Tale considerazione funge da premessa rispetto al vero punto della questione ovvero la differenza tra il riesame e l'appello. I due mezzi non sono sovrapponibili.
Il riesame è un gravame a critica libera, nel quale al giudice è rimessa la piena e completa cognizione in ordine ad ogni questione inerente l'applicazione della misura.

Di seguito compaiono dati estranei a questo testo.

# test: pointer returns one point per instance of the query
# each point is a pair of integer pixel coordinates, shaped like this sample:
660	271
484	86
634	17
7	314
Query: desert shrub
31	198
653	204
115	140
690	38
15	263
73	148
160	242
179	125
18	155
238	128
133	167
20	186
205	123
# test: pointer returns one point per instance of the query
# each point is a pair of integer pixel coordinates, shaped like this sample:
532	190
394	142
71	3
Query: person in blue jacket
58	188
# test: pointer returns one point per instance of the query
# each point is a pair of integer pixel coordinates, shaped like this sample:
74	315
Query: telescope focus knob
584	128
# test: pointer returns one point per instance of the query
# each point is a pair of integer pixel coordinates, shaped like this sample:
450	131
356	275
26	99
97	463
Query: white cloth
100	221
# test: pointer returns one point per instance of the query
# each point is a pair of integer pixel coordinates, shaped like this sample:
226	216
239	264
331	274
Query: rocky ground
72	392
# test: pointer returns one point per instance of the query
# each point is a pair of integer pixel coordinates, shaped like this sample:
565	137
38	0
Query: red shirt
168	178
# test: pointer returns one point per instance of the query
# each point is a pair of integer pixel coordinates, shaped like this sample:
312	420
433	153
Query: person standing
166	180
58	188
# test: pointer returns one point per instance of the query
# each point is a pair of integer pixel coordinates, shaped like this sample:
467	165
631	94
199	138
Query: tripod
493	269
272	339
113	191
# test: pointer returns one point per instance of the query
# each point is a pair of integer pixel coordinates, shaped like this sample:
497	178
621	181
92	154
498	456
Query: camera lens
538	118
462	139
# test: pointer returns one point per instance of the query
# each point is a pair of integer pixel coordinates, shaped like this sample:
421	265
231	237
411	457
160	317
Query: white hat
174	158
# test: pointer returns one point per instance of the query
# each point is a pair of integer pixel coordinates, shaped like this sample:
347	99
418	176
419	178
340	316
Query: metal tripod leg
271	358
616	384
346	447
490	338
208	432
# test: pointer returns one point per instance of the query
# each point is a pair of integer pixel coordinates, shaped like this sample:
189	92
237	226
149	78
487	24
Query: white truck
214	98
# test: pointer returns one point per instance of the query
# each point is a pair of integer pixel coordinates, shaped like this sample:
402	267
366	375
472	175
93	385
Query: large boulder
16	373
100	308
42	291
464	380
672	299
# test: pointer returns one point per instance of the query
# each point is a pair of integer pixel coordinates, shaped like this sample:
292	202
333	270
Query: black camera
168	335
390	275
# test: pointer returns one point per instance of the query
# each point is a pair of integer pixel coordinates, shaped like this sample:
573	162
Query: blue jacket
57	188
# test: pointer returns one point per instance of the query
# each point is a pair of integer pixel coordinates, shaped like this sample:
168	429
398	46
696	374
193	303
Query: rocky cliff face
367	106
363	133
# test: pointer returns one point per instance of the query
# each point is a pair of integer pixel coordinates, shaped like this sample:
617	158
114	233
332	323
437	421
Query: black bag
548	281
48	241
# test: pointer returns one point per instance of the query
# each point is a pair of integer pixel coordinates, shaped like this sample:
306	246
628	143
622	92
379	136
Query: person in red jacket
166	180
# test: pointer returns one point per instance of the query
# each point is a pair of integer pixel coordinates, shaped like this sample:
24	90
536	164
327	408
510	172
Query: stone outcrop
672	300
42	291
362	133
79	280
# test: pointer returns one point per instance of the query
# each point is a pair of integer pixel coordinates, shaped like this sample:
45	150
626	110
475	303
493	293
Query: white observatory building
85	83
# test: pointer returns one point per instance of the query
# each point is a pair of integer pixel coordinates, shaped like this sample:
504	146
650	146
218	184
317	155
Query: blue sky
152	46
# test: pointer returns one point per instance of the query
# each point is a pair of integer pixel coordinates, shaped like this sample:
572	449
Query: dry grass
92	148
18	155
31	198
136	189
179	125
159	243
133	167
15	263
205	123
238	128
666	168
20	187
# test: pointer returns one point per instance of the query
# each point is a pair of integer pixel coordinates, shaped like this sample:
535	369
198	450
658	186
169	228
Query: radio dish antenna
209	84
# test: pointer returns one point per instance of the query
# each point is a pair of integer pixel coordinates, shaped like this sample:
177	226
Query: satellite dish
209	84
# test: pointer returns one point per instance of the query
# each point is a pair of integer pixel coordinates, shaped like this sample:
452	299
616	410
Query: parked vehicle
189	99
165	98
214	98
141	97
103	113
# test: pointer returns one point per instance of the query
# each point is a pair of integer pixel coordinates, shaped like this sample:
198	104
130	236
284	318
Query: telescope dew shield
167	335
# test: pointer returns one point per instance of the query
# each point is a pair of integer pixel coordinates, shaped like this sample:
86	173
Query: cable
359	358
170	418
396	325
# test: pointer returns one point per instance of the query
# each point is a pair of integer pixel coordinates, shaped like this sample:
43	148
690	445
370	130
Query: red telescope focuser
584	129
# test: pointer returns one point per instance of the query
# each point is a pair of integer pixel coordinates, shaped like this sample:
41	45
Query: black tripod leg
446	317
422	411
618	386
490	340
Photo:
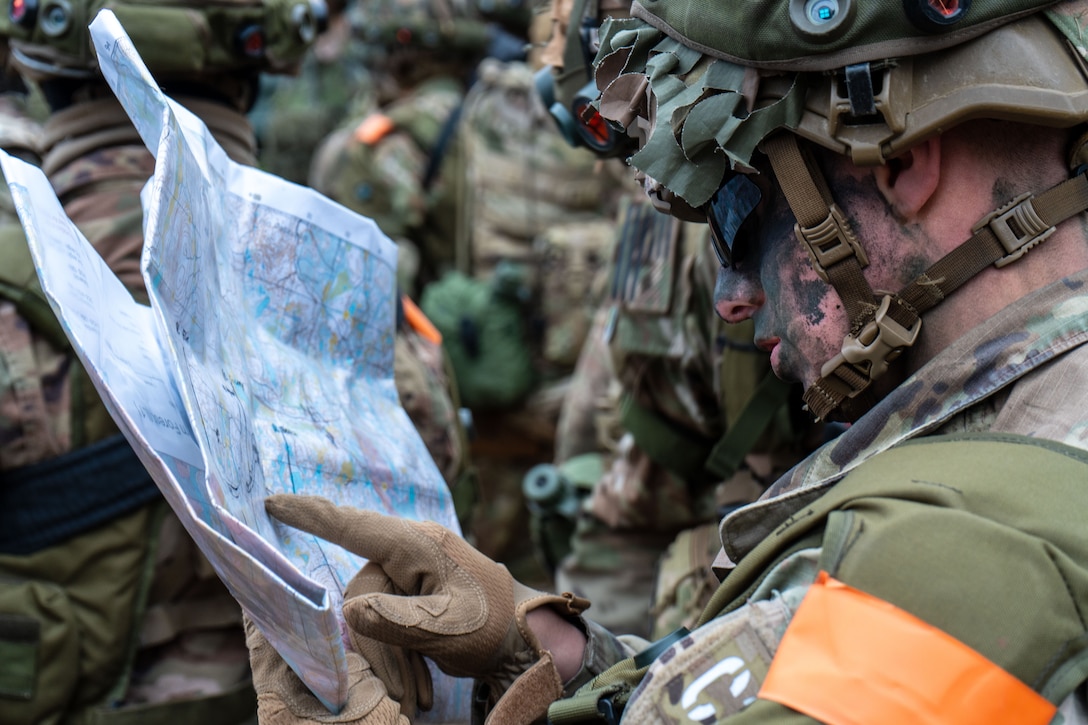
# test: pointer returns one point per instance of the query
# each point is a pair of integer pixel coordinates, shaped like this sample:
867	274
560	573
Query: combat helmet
176	39
425	37
703	84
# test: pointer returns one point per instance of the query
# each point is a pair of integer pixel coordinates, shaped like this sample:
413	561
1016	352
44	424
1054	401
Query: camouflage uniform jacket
1024	371
378	166
170	654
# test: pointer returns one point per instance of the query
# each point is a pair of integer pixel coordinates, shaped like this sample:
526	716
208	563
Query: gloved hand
282	698
425	589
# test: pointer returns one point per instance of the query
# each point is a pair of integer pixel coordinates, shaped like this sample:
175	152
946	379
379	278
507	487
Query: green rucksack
484	332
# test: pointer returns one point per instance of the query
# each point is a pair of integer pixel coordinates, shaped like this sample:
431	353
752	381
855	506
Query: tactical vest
977	536
97	577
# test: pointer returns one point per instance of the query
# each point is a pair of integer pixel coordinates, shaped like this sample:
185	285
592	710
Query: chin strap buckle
829	242
1017	228
879	342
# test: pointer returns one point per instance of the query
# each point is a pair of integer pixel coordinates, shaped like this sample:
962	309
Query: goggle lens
726	212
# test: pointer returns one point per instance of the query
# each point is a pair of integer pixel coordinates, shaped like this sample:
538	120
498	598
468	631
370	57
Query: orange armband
851	659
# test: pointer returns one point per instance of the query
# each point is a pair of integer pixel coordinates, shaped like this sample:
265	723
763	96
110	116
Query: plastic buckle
830	242
1017	226
876	345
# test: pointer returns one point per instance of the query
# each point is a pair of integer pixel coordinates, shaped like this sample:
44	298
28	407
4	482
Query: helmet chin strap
882	327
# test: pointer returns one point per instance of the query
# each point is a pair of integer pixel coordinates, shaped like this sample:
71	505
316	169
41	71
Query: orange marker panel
419	322
373	128
851	659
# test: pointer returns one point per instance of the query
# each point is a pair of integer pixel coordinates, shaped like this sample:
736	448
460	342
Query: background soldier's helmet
703	84
449	32
867	80
177	40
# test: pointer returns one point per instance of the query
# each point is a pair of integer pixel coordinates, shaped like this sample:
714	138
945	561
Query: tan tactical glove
282	698
427	589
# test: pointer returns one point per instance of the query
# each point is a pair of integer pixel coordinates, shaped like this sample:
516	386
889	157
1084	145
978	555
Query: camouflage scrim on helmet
701	89
423	24
173	39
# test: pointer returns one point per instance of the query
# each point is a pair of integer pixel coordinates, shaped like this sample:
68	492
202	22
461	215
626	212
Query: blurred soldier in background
109	613
672	418
535	235
294	113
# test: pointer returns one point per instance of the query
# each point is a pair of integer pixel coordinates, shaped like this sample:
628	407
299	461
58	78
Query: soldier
294	113
108	612
397	160
663	429
874	175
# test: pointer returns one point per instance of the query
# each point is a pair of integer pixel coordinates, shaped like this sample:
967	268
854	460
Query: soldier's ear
909	181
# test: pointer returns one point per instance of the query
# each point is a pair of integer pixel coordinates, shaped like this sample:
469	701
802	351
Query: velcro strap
44	504
20	641
729	452
851	658
529	697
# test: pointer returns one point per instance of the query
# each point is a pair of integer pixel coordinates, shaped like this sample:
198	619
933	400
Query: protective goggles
727	212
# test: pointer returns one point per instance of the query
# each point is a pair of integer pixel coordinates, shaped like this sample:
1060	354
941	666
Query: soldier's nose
738	295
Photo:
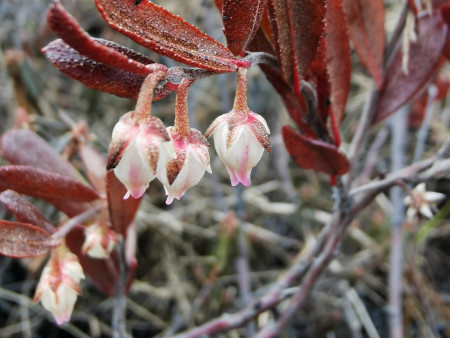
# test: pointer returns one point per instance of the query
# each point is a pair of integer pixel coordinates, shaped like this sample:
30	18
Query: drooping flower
240	136
59	287
99	239
191	149
136	142
420	201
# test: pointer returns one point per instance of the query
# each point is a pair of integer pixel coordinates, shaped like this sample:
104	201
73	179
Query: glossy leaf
424	60
121	211
103	272
365	20
297	27
339	64
20	240
24	147
314	154
96	75
103	51
91	73
39	183
24	211
157	29
95	166
241	20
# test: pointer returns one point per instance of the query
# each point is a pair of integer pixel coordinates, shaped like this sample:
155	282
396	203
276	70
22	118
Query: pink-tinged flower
421	201
191	160
59	287
187	169
134	152
240	136
136	142
99	242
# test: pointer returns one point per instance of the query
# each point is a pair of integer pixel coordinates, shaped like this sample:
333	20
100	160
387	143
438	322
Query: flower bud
187	169
240	139
134	151
99	242
59	287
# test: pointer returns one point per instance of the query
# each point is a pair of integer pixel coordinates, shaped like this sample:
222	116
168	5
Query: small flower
59	287
136	141
134	152
240	136
99	242
420	201
180	172
192	160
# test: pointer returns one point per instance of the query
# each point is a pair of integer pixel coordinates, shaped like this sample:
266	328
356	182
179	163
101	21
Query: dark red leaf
24	147
106	52
121	212
241	20
314	154
318	75
39	183
445	11
95	166
424	60
103	272
24	211
22	240
339	64
96	75
91	73
365	20
297	27
157	29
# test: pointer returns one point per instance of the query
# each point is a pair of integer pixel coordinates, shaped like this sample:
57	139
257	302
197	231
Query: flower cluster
59	287
143	149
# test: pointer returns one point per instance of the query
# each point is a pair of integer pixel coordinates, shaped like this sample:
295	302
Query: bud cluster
142	148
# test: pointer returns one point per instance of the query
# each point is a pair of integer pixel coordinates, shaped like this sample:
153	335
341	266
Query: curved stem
240	100
181	108
145	98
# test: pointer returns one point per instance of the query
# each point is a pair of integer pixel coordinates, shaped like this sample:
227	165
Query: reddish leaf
106	52
24	147
95	166
318	75
22	240
241	20
157	29
365	20
445	11
24	211
339	64
96	75
297	27
424	60
91	73
43	184
314	154
260	43
121	212
103	272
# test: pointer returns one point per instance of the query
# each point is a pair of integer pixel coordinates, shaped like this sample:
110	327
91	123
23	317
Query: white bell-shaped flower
59	287
187	169
240	136
136	142
184	166
134	152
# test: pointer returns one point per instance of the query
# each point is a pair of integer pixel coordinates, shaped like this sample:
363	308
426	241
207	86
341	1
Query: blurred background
220	246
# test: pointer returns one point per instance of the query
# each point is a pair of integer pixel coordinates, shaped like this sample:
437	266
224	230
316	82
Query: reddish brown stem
145	98
181	108
240	101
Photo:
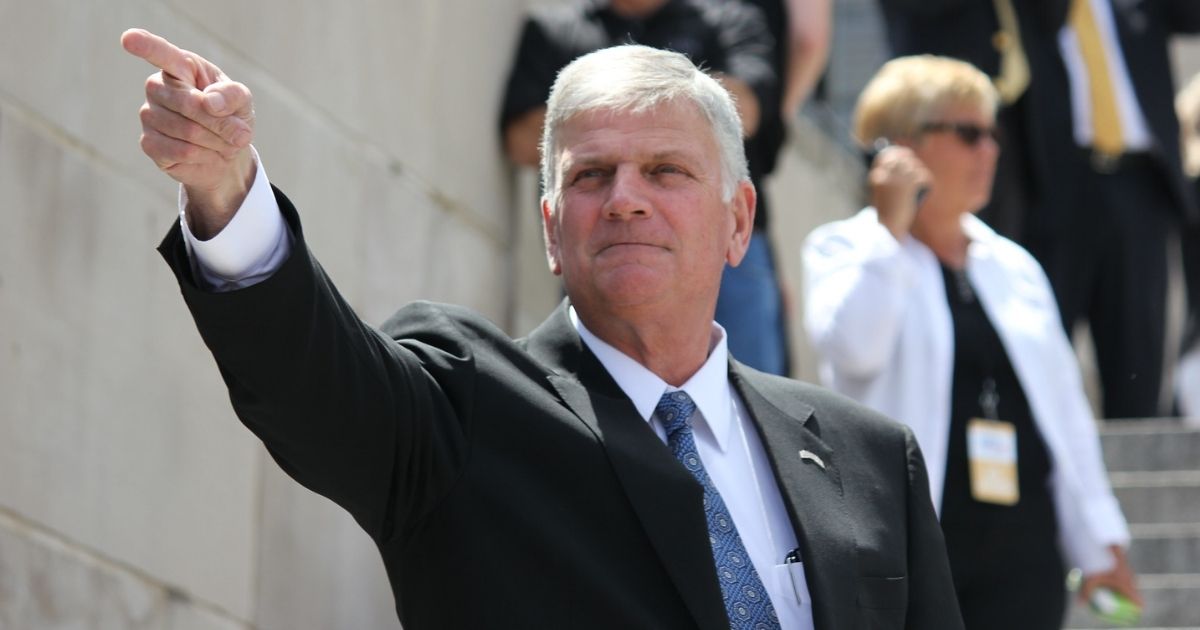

Lo stesso giudice può arrivare, addirittura, a rivalutare il complessivo iter argomentativo del giudice che ha adottato la misura cautelare senza che l'imputato proponga particolari censure.
L'appello, invece, deve contemplare l'indicazione dei capi e dei punti devoluti alla cognizione del giudice dell'impugnazione, oltre che dei motivi per i quali si chiede la riforma o l'annullamento del provvedimento applicativo della misura.
Peraltro, mentre l'inammissibilità è un esito contemplato in caso di riesame, in caso di appello può essere dedotta solo in via interpretativa dall'applicazione all'istituto dei principi generali dettati in materia di appello e in particolare quindi dall'art. 591 c.p.p.
Tra i casi ivi previsti di inammissibilità, però, non ce ne è neanche uno che si confà al caso di specie.
L'unico astrattamente applicabile, ovvero, la rinuncia, giuridicamente non può trovare applicazione, in quanto - anche nel caso in cui la mancata presentazione del riesame potesse essere interpretata come rinuncia all'impugnazione - essa non sarebbe valida proprio sotto un profilo di tecnica giuridica: non è configurabile una rinuncia tacita e antecedente.
È sempre necessario invece che sia sopravvenuta rispetto alla proposizione dell'appello ed espressa.
Ad ogni modo, è anche la differenza strutturale tra i due mezzi di impugnazione che preclude l'attribuzione di un qualche significato sostanziale alla mancata presentazione.
Infine, dato che i diritti su cui le misure cautelari - peraltro applicate secondo il principio della prevenzione e inaudita altera parte – incidono su diritti costituzionalmente tutelati, quali la libertà personale e la proprietà privata, anche solo sotto un profilo sistematico e ordinamentale, occorre che all'imputato/indagato sia garantita la facoltà di scegliere quale strumento giuridico adoperare per far valere i propri diritti ed ottenere una rivalutazione degli elementi di prova posti a suo carico.
In conclusione, per tutte queste ragioni la Corte, come anticipato, rivede l'indirizzo giurisprudenziale delle sezioni semplici e ritiene che non sia inammissibile l'appello proposto avverso una il provvedimento che rigetta la richiesta di revoca della misura cautelare reale, anche se fondato su elementi non sopravvenuti.